# Tolkien and Wagner....???



## 33Peregrin (Aug 8, 2004)

Well, this is the best place I know to ask this. Uhhhh... ok. Today I was at a little 'Piano Camp', which is just pretty much three days of learning little obscure things about the piano, and doing little piano-y things. It was just two Piano teachers (one of them mine) and maybe 7 kids, both of their students. So today we were learning about the music periods. I was half falling asleep, but then Dale (the other teacher) mentioned Wagner and the Ring Cycle or something. And he started talking about LOTR too (I was the one who answered it was written by Tolkien, of course)! But he said that the Ring Cycle was something Wagner worked on his whole life and was thousands of pages long. And that Tolkien did not think of his story, that it was Wagner, because his Ring Cycle was about one central evil ring... That Tolkien just used this idea. 
I couldn't really say anything, because I had no idea. I have never heard anything like this, nothing about it in the four Tolkien biographies I have read. Maybe I should have just believed him. But it just didn't seem that he knew very much about LOTR, maybe just the movies. He didn't seem that he knew Tolkien spent his whole life on the Sil and LOTR and anything. So I don't know. Has anyone heard anything like this? Can anyone tell me about this? Or do you think Dale just saw the movies and because he is so into music and everything, just says that it is based on Wagner's Ring Cycle? I just am lost, and I couldn't say anything because I wouldn't have known what I was talking about, having never even heard of the Ring Cylcle. But Dale even said that he had to argue with a lot of people at work about this too.
And please excuse my rambling.


----------



## joxy (Aug 9, 2004)

I'm surprised you've managed not to hear about Wagner's Ring, especially as it's so often spoken of in connection with Tolkien's books, though there is actually no real connection between them.
Wagner was mainly a musician - a composer and conductor - but he also wrote many prose books on the arts and music,
as well as four poems based on some areas of Germanic mythology. No doubt that exercise did take up a large amount of his time, but he had many other things to occupy him, and I think your teacher exaggerates on that point. Wagner used the poems as the basis for four operas, The Rhine-gold, The Valkyries, Siegfried, and The Twilight of the Gods. The four taken together are usually known as The Ring of the Niebelungen. The theme is gold taken from the bed of the Rhine, made into a ring by the creatures called niebelungs, and the various adventures of that ring in relation to standard figures of the mythology. It is a long, and in the opinion of many, a very tedious story, rendered into very tedious music, but it has aquired an enormous reputation, and there is an annual festival devoted to it. Wagner could occasionally write a tune, rather than portentous sounds like some of those that Shore offers us in the films, and you may know "The ride of the valkyries" from the opera about those creatures, the guardians of the ring. Tolkien was less interested in this specific mythology than in many others, and there is no relationship between his books and Wagner's operas, other than the coincidence of titles. Your teacher has definitely got that one wrong, and it would be interesting to know what aspects of it he argues about at work. I expect to see a sequence of contributions now expressing the opposite to my opinion of the operas, but I don't think there will be many defending the idea of a relationship with the books.


----------



## 33Peregrin (Aug 9, 2004)

Thanks Joxy. That really helped a lot. It is amazing how much you know about this! Perhaps I have come across something to do with Wagner, but have forgotten it. Oh well. Anyways, that really did help a lot. Anyways, I went on to read more about it last night and I found this: http://www.isi.org/lectures/text/pdf/birzer.pdf . I printed it off, and I plan to give it to the teacher. It might be difficult because he isn't my piano teacher, and I don't really see him very often. But thanks again!


----------



## joxy (Aug 11, 2004)

I'm glad to hear that 33P, and now it's my turn to offer you a big vote of thanks, for pointing me to that fascinating .pdf. I've learned a lot from it!

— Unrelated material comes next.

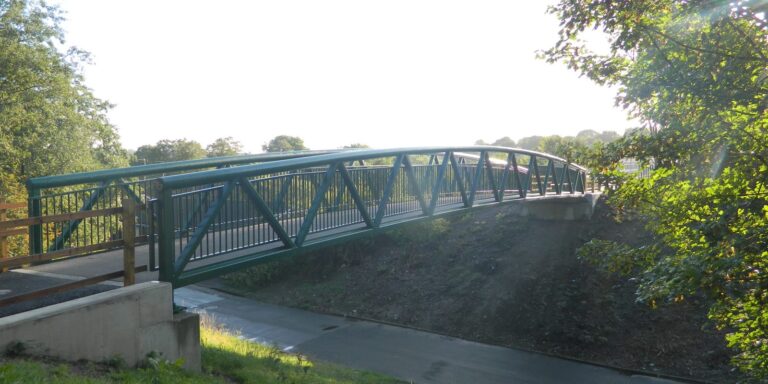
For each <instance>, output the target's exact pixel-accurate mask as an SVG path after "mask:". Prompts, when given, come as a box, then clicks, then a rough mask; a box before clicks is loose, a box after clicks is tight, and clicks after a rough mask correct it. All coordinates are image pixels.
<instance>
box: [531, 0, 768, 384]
mask: <svg viewBox="0 0 768 384" xmlns="http://www.w3.org/2000/svg"><path fill="white" fill-rule="evenodd" d="M551 11H552V12H553V13H554V14H555V15H557V16H558V17H559V18H560V21H561V24H560V25H561V29H560V39H559V41H558V42H557V43H556V45H555V46H554V47H552V48H551V49H549V50H548V51H546V52H544V53H543V56H544V57H545V58H546V59H547V60H549V61H552V62H555V61H560V62H565V63H566V64H567V65H568V66H569V67H571V68H573V69H574V70H576V71H578V72H580V73H581V74H582V75H585V76H587V77H589V78H591V79H593V80H594V81H596V82H597V83H599V84H610V85H616V86H618V88H619V89H620V92H619V94H618V95H617V103H618V104H619V105H621V106H623V107H624V108H626V109H627V110H628V111H629V113H630V114H631V115H632V116H633V117H636V118H638V119H640V120H641V121H643V122H644V124H645V126H646V128H647V129H648V130H649V131H651V132H654V134H652V135H630V136H628V137H627V138H626V139H625V140H623V141H622V142H621V145H617V146H615V147H614V148H613V149H612V153H609V154H607V158H613V159H615V158H617V157H621V156H632V157H637V158H639V159H642V160H645V161H649V160H651V159H652V160H654V161H655V163H656V164H657V166H658V169H657V171H655V173H654V174H653V176H652V177H651V178H650V179H644V180H629V181H628V182H627V183H626V184H624V185H623V186H622V187H621V188H620V189H619V190H618V192H617V193H616V194H615V195H614V196H613V198H612V201H613V203H614V204H616V205H620V206H623V207H624V208H628V209H633V210H634V211H635V212H637V213H638V214H640V215H642V216H644V217H646V218H647V219H648V220H647V222H648V223H649V224H648V227H649V229H651V230H652V231H653V232H655V233H656V235H657V236H656V240H655V242H654V243H653V244H648V245H647V246H645V247H642V248H636V249H633V248H631V247H627V246H626V245H621V244H609V243H605V242H599V241H597V242H595V243H593V246H592V247H587V248H586V249H585V251H584V253H585V254H590V253H597V254H601V255H602V256H605V257H606V258H607V259H611V256H612V255H613V256H618V258H619V259H621V260H625V261H626V260H629V261H634V263H633V264H634V266H635V267H636V268H640V269H641V271H642V273H641V274H640V277H641V286H640V290H639V295H640V298H641V299H643V300H646V301H649V302H657V301H663V300H668V301H679V300H682V299H684V298H685V297H688V296H690V295H693V294H704V295H706V296H707V297H708V298H709V299H710V300H711V302H712V307H711V311H710V317H711V318H712V319H713V320H715V321H716V322H717V323H718V324H719V325H720V326H722V327H727V328H728V329H729V330H730V333H729V335H728V337H727V338H728V342H729V344H730V345H731V346H732V347H734V348H737V350H738V355H737V357H736V358H735V362H736V363H737V364H738V365H739V366H740V367H742V368H743V369H744V370H745V371H747V372H749V373H750V374H751V375H753V376H754V377H755V378H758V379H766V378H768V342H766V340H768V276H767V275H766V273H765V270H766V268H768V252H766V251H765V250H766V249H768V214H767V212H768V200H766V197H767V195H766V190H767V189H766V183H768V114H767V113H766V110H767V108H768V72H767V71H766V68H767V67H768V24H767V23H766V18H765V15H766V14H767V13H768V4H766V2H765V1H763V0H741V1H732V2H728V1H705V0H695V1H690V0H625V1H618V0H561V1H560V2H559V3H558V5H556V6H555V7H553V8H552V9H551ZM592 29H601V30H603V31H604V32H606V36H607V38H608V39H609V43H610V49H609V51H608V52H607V53H596V52H595V51H593V50H591V49H589V48H590V47H589V46H587V45H586V43H580V42H579V41H580V39H579V37H580V36H582V35H583V34H584V33H585V32H586V31H588V30H592Z"/></svg>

I mentioned the "Ride of the valkyries", which has often been used in films to raise some excitement, and which I'm sure you know even if you don't know what it is. There's another bit of Wagner that you almost certainly do know: the Wedding March, from the slightly less heavy opera Lohengrin. It's the one that people here tend to make fun of, setting words to it such as "here comes the bride, forty inches wide", which gives you an idea that Wagner really shouldn't be taken as seriously as many people insist he should be!
He shouldn't be completely ignored though, and, if you can take opera at all, you might make a start with The Master Singers of Nuremburg or The Flying Dutchman, which are both less weighty again than the Ring quartet. If you're not used to operat at all though, I definitely recommend Mozart as an introduction, definitely to be taken, along with Puccini, Rossini, Verdi, and Bizet, well before Wagner.


----------



## Inderjit S (Sep 2, 2004)

Question E21 in the following link deals with your question well.


----------



## Eledhwen (Jan 3, 2008)

I just found this archive in the New Yorker. It's three pages long, so I won't lift it, but it's very interesting and well written (in my occasionally humble opinion).


----------



## geordie (Oct 8, 2008)

Many people have drawn comparisons between Wagner's Ring Cycle and Tolkien's The Lord of the Rings; but these comparisons don't stand up to much scrutiny. Tolkien was peeved by this sort of thing - 'Both rings are round' he once wrote 'and there the resemblance ceases'.

Of course, Tolkien knew the Niebelunglied in the original, and had no need for Wagner to teach him anything about that; but his real interest lay in the Norse version; of Sigurd and Fafnir, which he first encountered as a child in the Red Fairy Book, edited by Andrew Lang. (1890)


----------